NEW YORK Yahoo! has initiated another company-wide reorganization as the embattled portal continues to seek an effective management structure and executive hierarchy.
The Sunnyvale, Calif.-based Web giant, which recently fought off a takeover attempt by Microsoft before inking a controversial search partnership with rival Google, said it is forming three new groups: an audience products division, a similar U.S.-based product and advertising division and a data-focused insights strategy group.
Longtime Yahoo! executive Ash Patel, previously head of the company's platforms and infrastructure group, will lead the new products division, while rising star Hilary Schneider, who helmed the global partner solutions unit, will lead the U.S.-centric team.
Both executives will report to president Sue Decker, who has yet to place someone in charge of the new insights strategy division.

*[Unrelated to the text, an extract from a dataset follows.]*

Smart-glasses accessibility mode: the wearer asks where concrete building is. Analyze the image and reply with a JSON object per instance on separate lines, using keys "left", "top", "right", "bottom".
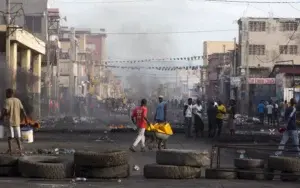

The string of organizational maneuvers marks at least the third major shakeup at Yahoo! since late 2006, when media head Lloyd Braun and COO Dan Rosensweig left the company and Decker was promoted from CFO to lead one of three other new groups formed at the time.
Since then, Yahoo! has replaced former CEO Terry Semel, merged its search and display ad sales teams, added another new group (global partner solutions) and faced a string of high-profile executive departures, including top sales executives Greg Coleman and Wenda Harris Millard.
Just last week word came that Jeff Weiner, evp of Yahoo!'s network division and Brad Garinghouse, vp of communications and communities, were also set to leave the company.
Yahoo! executives say that this latest organizational reshuffle will help it launch products more easily on a global basis. "These moves accelerate the ability of our deep and talented team to build great products, grow our audiences and improve monetization globally," said Jerry Yang, Yahoo! CEO. "They are designed to put us in an even better position to leverage our leading global audience and capture the opportunity we see in the convergence of search and display advertising."